4. Le péché – la punition pour avoir violé un tabou. À une époque relativement récente, on a cru que la maladie était un châtiment du péché, personnel ou racial. Chez les peuples traversant ce niveau d’évolution prévaut la théorie que l’on ne peut être affligé à moins d’avoir violé un tabou. Une forme typique de cette croyance consiste à considérer la maladie et la souffrance comme « des flèches du Tout-Puissant à l’intérieur du corps ». Les Chinois et les Mésopotamiens ont longtemps considéré les maladies comme résultant de l’activité de mauvais démons, bien que les Chaldéens aient aussi regardé les étoiles comme cause de la souffrance. Cette théorie de la maladie comme conséquence de la colère divine prévaut encore parmi de nombreuses collectivités urantiennes réputées civilisées.

90:3.9

5. Causes naturelles.
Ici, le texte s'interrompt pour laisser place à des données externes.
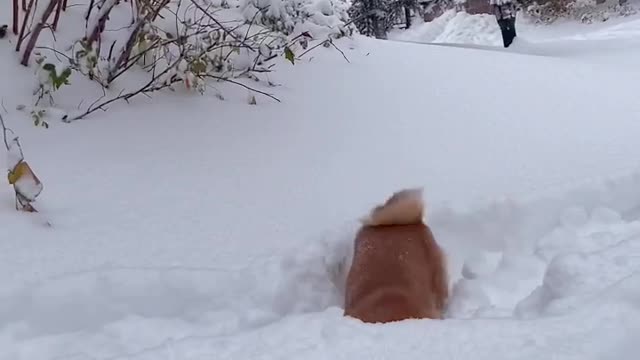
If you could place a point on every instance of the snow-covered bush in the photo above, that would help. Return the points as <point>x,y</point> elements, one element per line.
<point>319,18</point>
<point>585,11</point>
<point>377,17</point>
<point>180,44</point>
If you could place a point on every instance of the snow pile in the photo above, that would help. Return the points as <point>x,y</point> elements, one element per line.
<point>454,27</point>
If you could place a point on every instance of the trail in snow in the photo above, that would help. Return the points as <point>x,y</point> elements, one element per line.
<point>213,247</point>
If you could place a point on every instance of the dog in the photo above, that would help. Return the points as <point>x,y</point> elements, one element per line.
<point>398,271</point>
L’humanité fut très lente à apprendre les secrets matériels des relations de cause à effet dans les domaines physiques de l’énergie, de la matière et de la vie. Les anciens Grecs, ayant préservé les traditions des enseignements d’Adamson, furent parmi les premiers à reconnaitre que toute maladie résulte de causes naturelles. Avec lenteur et certitude, le développement d’une ère scientifique détruit les théories millénaires des hommes sur la maladie et la mort. La fièvre fut l’une des premières des indispositions ôtées de la catégorie des désordres surnaturels ; l’ère de la science a progressivement rompu les entraves de l’ignorance qui a si longtemps emprisonné le mental humain. La compréhension de la vieillesse et de la contagion efface graduellement du mental des hommes la peur des fantômes, des esprits et des dieux en tant qu’auteurs de la misère humaine et des souffrances des mortels.

90:3.10

L’évolution parvient infailliblement à ses fins : elle imprègne l’homme de la peur superstitieuse de l’inconnu et de la crainte de l’invisible, qui sont l’échafaudage pour atteindre le concept de Dieu. Puis, après avoir constaté la naissance d’une compréhension élevée de la Déité par l’action coordonnée de la révélation, la même technique d’évolution met immanquablement en marche les forces de pensée qui détruiront inexorablement l’échafaudage dont la mission est accomplie.